Fu W J, He M X, Huang A J, Gao L, Lu G H, Chen J, Chen L, Ni X, Zhang W P, Wang J M, Yang J M
Department of Hematology, Institute of Hematology, Changhai Hospital Affiliated to Navy Military Medical University, Shanghai 200433, China.
Department of Pathology, Changhai Hospital Affiliated to Navy Military Medical University, Shanghai 200433, China.
Zhonghua Xue Ye Xue Za Zhi. 2020 Jun 14;41(6):456-461. doi: 10.3760/cma.j.issn.0253-2727.2020.06.004.
To evaluate the clinicopathologic characteristics and outcomes of HIV-negative plasmablastic lymphoma (PBL) . Medical records of 15 patients diagnosed with HIV-negative PBL in Changhai Hospital between January 2013 and August 2019 were reviewed, and clinicopathologic characteristics and outcomes were analyzed. Median age was 59 years (range: 17-69) . All patients had extranodal involvement. According to the Cotswolds-modified Ann Arbor staging system, 1 (6.7%) , 2 (13.3%) , 3 (20.0%) , and 9 (60.0%) patients were classified as at Ⅰ,Ⅱ,Ⅲ and Ⅳ, respectively. Plasmablast and immunoblast proliferations were typical manifestations of PBL. Immunohistochemical staining showed tumor cells were diffusely positive for plasma cell markers CD38, CD138, and Mum-1, while negative for B cell markers CD20, CD10, PAX-5, and BCL-6. Median Ki-67 index was 80% (70%-90%) . Epstein-Barr virus-encoded RNA (EBER) expression was detected in 3 patients, and 1 of them was positive. All patients received chemotherapy, 80% combined with bortezomib as the first line, and responses were observed in 8 patients (6 complete and 2 partial responses) . Median progression-free survival (PFS) and overall survival (OS) were 6.8 (95% 2.5-11.1) months and 17.9 (95% 5.6-30.2) months, the 3-year PFS and OS rates were 21.2% (95% 1.4%-56.8%) and 38.5% (95% 12.0%-65.0%) , respectively. HIV-negative PBL with high invasiveness is extremely prone to extranodal involvement and most patients were at the advanced stage. Patients receiving an intensive therapy combined with bortezomib and bridged autologous stem cell transplantation may improve long-time survival.
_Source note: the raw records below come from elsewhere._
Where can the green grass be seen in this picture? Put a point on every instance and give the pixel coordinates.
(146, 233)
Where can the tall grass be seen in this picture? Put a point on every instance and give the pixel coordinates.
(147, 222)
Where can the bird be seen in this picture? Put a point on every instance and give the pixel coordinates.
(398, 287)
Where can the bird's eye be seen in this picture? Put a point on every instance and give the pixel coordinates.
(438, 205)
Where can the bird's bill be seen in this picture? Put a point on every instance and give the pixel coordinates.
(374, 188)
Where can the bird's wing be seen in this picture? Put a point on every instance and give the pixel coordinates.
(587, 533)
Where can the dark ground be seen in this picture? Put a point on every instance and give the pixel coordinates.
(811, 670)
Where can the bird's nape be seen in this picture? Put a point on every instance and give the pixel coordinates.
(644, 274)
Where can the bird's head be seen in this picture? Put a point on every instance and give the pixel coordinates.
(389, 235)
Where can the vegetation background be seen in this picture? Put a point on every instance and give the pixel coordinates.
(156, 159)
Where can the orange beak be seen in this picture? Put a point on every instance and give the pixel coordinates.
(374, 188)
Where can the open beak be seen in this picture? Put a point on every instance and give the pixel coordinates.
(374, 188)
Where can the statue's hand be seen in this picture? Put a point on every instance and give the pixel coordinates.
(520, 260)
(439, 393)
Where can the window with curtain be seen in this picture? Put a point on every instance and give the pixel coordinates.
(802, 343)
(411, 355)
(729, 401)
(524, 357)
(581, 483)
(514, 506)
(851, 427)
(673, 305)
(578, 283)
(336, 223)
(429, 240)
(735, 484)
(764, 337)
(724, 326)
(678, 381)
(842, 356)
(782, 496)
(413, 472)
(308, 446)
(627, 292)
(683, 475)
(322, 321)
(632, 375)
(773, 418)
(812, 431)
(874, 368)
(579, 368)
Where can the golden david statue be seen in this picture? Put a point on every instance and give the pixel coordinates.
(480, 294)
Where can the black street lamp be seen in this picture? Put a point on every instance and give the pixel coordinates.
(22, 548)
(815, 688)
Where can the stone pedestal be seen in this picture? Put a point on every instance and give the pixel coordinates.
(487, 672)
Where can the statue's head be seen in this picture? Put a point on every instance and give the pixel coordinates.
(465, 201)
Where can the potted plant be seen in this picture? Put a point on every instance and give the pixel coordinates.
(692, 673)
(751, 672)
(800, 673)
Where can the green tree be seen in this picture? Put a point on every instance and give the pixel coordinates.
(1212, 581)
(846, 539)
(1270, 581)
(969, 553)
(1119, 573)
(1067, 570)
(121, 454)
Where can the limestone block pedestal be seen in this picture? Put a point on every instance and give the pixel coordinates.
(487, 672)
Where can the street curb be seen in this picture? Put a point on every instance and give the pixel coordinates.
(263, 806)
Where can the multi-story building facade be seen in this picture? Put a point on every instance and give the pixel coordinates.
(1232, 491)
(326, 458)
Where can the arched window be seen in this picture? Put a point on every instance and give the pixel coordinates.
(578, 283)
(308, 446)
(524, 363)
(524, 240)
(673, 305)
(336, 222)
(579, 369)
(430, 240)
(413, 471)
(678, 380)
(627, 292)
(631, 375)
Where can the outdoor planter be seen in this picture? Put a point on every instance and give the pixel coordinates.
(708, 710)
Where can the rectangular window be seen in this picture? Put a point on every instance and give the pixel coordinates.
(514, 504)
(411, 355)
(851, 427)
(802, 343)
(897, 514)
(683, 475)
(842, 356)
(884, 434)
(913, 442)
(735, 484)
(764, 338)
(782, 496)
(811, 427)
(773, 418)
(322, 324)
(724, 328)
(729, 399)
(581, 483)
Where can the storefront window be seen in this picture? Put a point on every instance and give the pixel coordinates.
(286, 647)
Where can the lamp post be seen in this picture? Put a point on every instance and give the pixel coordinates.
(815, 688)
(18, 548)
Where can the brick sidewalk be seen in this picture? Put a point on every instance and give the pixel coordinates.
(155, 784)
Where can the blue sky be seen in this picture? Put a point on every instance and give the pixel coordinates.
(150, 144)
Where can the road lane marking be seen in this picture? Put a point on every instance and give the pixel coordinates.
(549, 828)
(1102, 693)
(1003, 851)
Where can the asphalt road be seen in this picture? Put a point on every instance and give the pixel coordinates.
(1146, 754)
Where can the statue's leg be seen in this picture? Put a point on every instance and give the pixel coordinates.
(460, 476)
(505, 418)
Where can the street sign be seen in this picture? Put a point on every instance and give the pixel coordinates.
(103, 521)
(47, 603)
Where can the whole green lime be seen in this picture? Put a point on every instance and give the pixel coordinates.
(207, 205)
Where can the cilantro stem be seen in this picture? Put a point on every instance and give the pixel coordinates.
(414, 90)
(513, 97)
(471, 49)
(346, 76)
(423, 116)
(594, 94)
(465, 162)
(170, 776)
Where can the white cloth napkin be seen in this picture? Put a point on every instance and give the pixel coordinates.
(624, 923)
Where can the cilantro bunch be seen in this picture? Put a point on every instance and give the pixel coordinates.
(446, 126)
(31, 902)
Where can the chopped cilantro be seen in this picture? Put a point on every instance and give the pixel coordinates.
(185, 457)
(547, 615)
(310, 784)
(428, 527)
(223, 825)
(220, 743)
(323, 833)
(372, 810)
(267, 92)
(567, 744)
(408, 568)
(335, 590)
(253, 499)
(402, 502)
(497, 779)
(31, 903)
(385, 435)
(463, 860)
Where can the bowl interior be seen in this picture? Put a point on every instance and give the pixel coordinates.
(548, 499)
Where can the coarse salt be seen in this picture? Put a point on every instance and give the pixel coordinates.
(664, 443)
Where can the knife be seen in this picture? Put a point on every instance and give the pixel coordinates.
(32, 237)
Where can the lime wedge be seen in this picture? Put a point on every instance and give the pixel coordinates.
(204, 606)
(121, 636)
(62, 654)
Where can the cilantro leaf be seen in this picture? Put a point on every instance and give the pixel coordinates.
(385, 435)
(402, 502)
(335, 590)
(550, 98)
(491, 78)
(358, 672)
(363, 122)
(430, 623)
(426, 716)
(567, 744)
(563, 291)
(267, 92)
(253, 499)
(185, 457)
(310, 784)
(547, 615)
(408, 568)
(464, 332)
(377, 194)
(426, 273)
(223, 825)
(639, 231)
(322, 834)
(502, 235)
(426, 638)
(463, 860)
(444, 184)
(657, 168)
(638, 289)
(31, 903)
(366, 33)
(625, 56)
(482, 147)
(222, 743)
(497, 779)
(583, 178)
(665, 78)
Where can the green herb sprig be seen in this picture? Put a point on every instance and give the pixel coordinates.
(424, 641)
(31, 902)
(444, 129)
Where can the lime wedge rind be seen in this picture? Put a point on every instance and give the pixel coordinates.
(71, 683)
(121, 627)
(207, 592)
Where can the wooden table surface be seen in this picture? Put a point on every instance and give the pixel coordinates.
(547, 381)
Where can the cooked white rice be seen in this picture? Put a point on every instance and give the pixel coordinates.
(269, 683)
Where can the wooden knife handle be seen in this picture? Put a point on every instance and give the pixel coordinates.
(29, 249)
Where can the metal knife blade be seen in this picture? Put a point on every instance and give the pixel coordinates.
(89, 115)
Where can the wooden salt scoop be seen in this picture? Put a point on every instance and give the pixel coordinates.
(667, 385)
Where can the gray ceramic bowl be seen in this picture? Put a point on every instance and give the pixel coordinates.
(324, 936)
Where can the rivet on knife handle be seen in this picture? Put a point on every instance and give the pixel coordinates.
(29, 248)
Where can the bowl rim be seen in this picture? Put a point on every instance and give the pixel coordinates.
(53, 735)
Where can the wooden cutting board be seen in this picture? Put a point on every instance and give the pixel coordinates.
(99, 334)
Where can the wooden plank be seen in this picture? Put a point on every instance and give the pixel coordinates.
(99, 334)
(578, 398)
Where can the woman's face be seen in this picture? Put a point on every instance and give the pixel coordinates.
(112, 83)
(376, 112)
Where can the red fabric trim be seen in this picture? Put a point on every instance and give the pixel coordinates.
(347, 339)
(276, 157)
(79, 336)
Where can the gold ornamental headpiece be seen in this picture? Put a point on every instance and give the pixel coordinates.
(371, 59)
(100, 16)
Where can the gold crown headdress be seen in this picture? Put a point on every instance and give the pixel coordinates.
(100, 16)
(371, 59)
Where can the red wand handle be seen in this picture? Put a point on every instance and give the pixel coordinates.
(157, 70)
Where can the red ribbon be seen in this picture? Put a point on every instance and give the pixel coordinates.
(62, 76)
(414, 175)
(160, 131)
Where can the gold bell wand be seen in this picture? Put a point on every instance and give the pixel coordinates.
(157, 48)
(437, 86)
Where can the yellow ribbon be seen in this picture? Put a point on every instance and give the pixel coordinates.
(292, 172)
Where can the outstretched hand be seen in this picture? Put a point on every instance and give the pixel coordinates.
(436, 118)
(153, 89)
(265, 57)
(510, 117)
评估HIV阴性浆母细胞淋巴瘤(PBL)的临床病理特征及预后。回顾了2013年1月至2019年8月在长海医院确诊为HIV阴性PBL的15例患者的病历,并分析其临床病理特征及预后。中位年龄为59岁(范围:17 - 69岁)。所有患者均有结外受累。根据Cotswolds改良的Ann Arbor分期系统,分别有1例(6.7%)、2例(13.3%)、3例(20.0%)和9例(60.0%)患者被分类为Ⅰ期、Ⅱ期、Ⅲ期和Ⅳ期。浆母细胞和免疫母细胞增殖是PBL的典型表现。免疫组化染色显示肿瘤细胞浆细胞标志物CD38、CD138和Mum - 1弥漫性阳性,而B细胞标志物CD20、CD10、PAX - 5和BCL - 6阴性。中位Ki - 67指数为80%(70% - 90%)。3例患者检测到爱泼斯坦 - 巴尔病毒编码RNA(EBER)表达,其中1例为阳性。所有患者均接受化疗,80%的患者一线联合硼替佐米,8例患者观察到反应(6例完全缓解和2例部分缓解)。中位无进展生存期(PFS)和总生存期(OS)分别为6.8(95% 2.5 - 11.1)个月和17.9(95% 5.6 - 30.2)个月,3年PFS率和OS率分别为21.2%(95% 1.4% - 56.8%)和38.5%(95% 12.0% - 65.0%)。侵袭性高的HIV阴性PBL极易发生结外受累,大多数患者处于晚期。接受联合硼替佐米的强化治疗并进行桥接自体干细胞移植的患者可能改善长期生存。